Said Ali, “When I visited him in New York in the summer, I met all these wonderful people. It exposed me to another part of life, of being cultured, of broader possibilities. It fed my ambition.” Gilmore died in 1994 when Ali was 20 but not before inspiring his son that there was a world beyond the Bay Bridge. From his father, Ali learned “If you can see it, you can be it.”
This wider exposure gave the actor an advantage when he returned home. “I was locking into what my passions were becoming, how I wanted to express myself. I felt like I had something to say. I just felt like there had to be more for me than what was in Hayward.”
Fear also shaped Ali’s development. “I was afraid of being mediocre because I had a sense that I had potential for something. If I ended up staying in Hayward I wasn’t going to get to do that. In my assessment of myself I would have failed.”
However, following in his father’s dancing footsteps was no sure thing. After playing basketball for Saint Mary’s College in Moraga, California, he attended the NYU Tisch School of the Arts. But he succumbed to a deep doubt in his second year, never considering himself an actor while surrounded by committed students who had already spent years honing their craft. “At the end of my second year I debated quitting,” said Ali earnestly. “I was going to go make some money on these ferry boats in San Francisco, travel to Italy and maybe not return to school. Working with other students, I was really uncomfortable and it was difficult, but I had picked up a couple of other skills and learned some more techniques that had freed me up.” And then it clicked. “By my third year, acting started to feel clearly like a calling as opposed to just somewhere to put my creative energy.”

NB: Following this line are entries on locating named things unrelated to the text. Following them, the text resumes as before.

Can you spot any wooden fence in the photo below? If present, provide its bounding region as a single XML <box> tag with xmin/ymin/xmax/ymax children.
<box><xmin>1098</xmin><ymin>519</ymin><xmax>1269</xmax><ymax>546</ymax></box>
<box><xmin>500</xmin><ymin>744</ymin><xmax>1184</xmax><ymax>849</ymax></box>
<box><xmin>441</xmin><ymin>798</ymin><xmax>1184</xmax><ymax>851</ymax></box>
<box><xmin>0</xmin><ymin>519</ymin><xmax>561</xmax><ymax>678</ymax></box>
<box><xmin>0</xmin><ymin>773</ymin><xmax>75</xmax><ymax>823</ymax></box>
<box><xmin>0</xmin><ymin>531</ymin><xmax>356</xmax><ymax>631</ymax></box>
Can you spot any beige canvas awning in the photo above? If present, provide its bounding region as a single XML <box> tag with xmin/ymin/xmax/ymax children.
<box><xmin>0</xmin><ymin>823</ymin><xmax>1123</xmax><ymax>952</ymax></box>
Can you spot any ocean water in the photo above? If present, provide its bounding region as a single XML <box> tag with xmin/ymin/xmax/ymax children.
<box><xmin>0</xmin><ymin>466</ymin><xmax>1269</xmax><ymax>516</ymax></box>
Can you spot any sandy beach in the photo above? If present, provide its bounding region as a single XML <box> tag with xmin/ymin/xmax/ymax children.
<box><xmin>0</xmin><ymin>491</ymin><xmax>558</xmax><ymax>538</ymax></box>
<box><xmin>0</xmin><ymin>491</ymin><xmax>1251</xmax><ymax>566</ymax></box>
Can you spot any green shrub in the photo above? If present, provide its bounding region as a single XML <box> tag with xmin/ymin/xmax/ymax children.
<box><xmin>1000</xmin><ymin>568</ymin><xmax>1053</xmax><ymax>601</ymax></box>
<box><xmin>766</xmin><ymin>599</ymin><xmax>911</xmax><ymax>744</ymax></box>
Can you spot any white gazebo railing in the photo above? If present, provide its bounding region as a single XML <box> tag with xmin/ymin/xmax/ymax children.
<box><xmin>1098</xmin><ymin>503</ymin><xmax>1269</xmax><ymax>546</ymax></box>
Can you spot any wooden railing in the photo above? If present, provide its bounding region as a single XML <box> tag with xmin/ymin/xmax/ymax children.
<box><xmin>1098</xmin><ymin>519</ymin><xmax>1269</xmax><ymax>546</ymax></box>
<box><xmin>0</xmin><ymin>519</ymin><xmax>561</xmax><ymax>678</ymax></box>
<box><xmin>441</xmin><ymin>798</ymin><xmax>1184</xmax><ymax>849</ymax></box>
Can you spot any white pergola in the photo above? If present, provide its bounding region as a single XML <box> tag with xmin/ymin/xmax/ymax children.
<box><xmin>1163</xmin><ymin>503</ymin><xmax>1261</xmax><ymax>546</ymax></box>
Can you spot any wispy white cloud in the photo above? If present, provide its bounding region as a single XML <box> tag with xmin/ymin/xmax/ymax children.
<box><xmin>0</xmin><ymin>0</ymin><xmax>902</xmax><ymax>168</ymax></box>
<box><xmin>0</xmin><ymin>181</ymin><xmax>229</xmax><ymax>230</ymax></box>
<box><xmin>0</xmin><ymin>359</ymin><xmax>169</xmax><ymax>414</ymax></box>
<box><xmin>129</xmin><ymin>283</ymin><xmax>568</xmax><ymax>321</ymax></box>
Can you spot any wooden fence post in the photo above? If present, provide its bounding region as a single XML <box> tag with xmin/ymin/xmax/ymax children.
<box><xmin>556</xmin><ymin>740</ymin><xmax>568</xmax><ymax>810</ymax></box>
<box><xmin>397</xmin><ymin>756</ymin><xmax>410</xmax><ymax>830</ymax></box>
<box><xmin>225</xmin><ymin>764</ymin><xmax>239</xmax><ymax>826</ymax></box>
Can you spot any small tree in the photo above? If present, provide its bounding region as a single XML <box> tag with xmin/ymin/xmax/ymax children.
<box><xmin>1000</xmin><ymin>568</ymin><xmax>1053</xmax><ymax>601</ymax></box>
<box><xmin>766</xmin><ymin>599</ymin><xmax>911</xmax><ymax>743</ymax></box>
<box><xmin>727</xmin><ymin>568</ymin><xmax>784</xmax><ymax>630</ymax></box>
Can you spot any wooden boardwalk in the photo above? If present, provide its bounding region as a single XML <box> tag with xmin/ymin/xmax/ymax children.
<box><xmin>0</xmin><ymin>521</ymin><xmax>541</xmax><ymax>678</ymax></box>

Now, in creating his characters, whether it’s Moonlight‘s Juan or Luke Cage‘s equally magnetic Cottonmouth, Ali develops detailed backstories for his characters. For his latter role as a Harlem kingpin (and cousin to Alfre Woodard’s Medean politician Mariah Dillard) dug deep to create one of the most complex villains in the Marvel universe. Describing his method of bringing color to his characters, Ali said, “Just like in your life, there are things about your past that there is no shying away from. In building these characters you have to give yourself anchors that are real truths.”
As the awards attention opens doors, the open question is whether Ali will successfully migrate from supporting player to lead in an industry that’s far from color blind. “That’s what I want. I never had the opportunity to carry the plot. Besides aspects of my ego involved in wanting that, it comes down to the desire to grow as an actor. As you continue to explore the same stretch of runway at a certain point you feel you have to stretch your wings a little bit more. I really would love to do that. God willing, I believe that that’s coming.”
In the meantime, the Best Supporting Actor frontrunner continues to hone his craft by learning from his co-stars, like Oscar-nominated Emmy-winner Woodard. He noted her penchant for “owning space, it’s the way she steps into a room. She’s very generous and kind but if there’s anything happening that’s a distraction she asks kindly to remove that element. She’s aware that she only has a moment to capture something. I can see her wrestling with the psychology of the character, but also being acutely aware of how things in the environment can affect that mind state. For me, there might be some business going on in my periphery on cell phones. It’s a distraction, but I’ll let that slide sometimes. I don’t want to be rude.”
Generously heaping praise on Woodard (who truly let loose in Luke Cage opposite Ali), he continued: “She takes you in. She’s acutely aware that she’s doing the scene with you. I have worked with other actors of her caliber who felt as if you were opposite them as a prop—and not as a partner.” Could he be referring to Kevin Spacey of House of Cards? No comment but a glimmer of a smile he quickly, ever so politely, buries.